A representante argentina no concurso Miss Copa do Mundo, Gisa Custolli, gerou forte repercussão nas redes sociais ao fazer uma proposta inusitada e polêmica: enviar materiais íntimos aos jogadores das seleções brasileira e argentina como forma de 'premiação' por cada gol marcado durante a Copa do Mundo.
Proposta gera debate sobre limites do entretenimento
Em vídeo publicado em suas redes sociais, Gisa afirmou que a ideia é uma brincadeira consentida e que visa apenas entretenimento e repercussão durante o torneio. A influenciadora, que vive uma relação aberta com o marido, declarou: 'Tenho muito carinho pelo Brasil, mas minha lealdade é com a Argentina. Quero dar um incentivo extra para os jogadores.'
A proposta rapidamente dividiu opiniões. Enquanto alguns seguidores elogiaram a criatividade e o bom humor, outros criticaram a objetificação dos atletas e o teor sexual da iniciativa. Até o momento, nenhum jogador se manifestou publicamente sobre a oferta.
Contexto do concurso e da influenciadora
Gisa Custolli é uma das candidatas do Miss Copa do Mundo, concurso de beleza que ocorre paralelamente ao campeonato e elege representantes de cada país. A influenciadora argentina já acumula milhares de seguidores nas redes sociais, onde costuma postar conteúdo de moda, beleza e lifestyle.
A ação de Gisa reflete a tendência de influenciadores usarem eventos esportivos globais para ganhar visibilidade, muitas vezes com propostas polêmicas. Especialistas em marketing digital apontam que, embora gere engajamento, o conteúdo pode cruzar limites éticos e causar danos à imagem dos envolvidos.

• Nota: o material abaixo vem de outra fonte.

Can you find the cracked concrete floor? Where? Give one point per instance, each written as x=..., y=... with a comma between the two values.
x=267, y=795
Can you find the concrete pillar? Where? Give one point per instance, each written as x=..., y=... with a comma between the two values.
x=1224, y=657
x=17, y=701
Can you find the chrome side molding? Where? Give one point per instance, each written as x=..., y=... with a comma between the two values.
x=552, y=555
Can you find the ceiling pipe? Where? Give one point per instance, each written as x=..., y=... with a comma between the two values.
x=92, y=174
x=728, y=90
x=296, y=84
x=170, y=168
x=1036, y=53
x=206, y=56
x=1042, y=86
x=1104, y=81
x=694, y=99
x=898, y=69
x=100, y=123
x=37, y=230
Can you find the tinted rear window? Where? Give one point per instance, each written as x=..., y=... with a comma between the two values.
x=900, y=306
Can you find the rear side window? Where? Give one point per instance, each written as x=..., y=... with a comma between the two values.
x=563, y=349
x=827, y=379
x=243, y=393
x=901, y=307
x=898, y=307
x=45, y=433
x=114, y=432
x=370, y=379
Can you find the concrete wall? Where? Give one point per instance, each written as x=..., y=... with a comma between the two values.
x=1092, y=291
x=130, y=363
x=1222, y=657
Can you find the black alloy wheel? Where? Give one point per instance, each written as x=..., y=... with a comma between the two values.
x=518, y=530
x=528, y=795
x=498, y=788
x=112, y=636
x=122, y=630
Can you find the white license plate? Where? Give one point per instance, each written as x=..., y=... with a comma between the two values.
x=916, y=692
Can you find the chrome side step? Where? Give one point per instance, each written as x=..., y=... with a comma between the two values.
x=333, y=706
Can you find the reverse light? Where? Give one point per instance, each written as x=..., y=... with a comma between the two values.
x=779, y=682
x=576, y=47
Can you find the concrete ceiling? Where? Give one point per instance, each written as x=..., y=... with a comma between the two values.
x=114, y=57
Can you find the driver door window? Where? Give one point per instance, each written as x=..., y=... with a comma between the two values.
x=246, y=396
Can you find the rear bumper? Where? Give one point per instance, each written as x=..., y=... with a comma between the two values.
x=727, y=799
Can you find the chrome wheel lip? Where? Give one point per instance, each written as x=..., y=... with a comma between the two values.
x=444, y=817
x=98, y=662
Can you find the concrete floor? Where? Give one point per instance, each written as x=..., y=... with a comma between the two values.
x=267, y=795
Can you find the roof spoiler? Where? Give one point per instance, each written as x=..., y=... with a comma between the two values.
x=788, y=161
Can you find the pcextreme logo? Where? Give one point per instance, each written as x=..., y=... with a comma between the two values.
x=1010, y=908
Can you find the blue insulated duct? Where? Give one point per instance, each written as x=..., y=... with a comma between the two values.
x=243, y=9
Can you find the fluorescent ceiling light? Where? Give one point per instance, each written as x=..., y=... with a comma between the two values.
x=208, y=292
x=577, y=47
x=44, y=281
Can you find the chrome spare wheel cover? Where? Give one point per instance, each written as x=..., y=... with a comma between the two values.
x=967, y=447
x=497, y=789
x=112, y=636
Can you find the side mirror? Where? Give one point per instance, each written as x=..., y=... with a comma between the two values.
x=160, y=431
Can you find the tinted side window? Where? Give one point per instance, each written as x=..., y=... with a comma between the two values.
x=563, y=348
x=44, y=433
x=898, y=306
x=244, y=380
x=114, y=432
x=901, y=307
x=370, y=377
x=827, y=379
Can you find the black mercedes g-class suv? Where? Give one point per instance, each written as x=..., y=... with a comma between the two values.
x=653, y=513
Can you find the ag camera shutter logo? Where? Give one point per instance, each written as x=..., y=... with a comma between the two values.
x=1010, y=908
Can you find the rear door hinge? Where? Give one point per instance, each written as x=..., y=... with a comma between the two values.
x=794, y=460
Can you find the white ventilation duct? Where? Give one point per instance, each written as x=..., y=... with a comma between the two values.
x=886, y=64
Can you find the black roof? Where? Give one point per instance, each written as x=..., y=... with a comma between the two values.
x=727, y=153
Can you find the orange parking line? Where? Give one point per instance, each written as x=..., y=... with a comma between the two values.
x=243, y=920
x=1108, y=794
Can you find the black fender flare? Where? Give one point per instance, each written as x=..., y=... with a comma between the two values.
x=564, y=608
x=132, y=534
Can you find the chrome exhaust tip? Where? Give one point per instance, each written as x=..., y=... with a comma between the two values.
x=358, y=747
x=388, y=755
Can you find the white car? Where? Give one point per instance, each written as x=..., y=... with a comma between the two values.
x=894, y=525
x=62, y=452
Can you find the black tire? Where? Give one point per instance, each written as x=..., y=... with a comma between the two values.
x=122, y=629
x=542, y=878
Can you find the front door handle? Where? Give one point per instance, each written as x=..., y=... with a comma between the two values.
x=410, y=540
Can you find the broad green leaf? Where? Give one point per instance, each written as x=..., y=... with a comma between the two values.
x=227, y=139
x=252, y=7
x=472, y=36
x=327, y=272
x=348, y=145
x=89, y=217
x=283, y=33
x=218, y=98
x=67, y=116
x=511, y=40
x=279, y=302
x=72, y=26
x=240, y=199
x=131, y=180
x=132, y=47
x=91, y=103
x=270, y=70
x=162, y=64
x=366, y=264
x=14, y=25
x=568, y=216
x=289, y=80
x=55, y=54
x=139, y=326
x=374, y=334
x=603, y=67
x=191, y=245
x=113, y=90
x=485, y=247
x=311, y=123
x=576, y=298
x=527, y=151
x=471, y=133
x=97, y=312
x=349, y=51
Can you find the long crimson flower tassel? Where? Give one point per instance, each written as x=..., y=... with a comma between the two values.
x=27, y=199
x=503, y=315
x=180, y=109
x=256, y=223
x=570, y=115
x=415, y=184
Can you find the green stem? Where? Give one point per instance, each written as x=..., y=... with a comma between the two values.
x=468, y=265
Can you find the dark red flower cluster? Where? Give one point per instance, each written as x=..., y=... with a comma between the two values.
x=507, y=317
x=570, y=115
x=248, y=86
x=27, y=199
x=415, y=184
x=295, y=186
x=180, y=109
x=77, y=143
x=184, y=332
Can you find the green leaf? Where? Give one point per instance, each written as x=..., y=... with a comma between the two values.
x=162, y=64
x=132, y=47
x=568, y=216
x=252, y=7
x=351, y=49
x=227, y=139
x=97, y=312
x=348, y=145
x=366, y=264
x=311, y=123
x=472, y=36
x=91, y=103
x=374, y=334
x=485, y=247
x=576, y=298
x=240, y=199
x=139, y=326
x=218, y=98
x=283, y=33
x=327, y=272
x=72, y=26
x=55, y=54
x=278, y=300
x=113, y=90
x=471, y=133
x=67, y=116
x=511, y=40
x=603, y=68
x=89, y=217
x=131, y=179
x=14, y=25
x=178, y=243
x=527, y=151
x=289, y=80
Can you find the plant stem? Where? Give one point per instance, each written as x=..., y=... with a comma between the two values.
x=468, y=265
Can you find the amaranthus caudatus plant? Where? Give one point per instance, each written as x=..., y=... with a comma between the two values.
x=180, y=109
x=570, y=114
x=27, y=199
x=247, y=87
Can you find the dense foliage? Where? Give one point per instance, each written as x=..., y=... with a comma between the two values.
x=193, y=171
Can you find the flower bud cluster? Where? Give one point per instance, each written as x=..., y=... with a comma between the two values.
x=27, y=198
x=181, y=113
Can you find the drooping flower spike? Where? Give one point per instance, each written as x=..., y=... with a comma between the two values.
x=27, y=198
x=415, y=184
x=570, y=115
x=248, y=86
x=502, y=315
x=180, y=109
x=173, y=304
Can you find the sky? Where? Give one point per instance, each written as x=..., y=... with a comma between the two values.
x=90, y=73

Repercussão e possíveis consequências
Até a publicação desta matéria, a postagem de Gisa acumulava mais de 500 mil visualizações e milhares de comentários. A organização do Miss Copa do Mundo não se pronunciou oficialmente sobre o caso. Não há informações se a candidata poderá sofrer alguma sanção ou desclassificação.
A polêmica ocorre em meio à crescente discussão sobre os limites entre humor, entretenimento e respeito no esporte. Enquanto alguns torcedores acham a proposta inofensiva, entidades de defesa dos direitos das mulheres já manifestaram preocupação com a banalização do conteúdo íntimo como moeda de troca.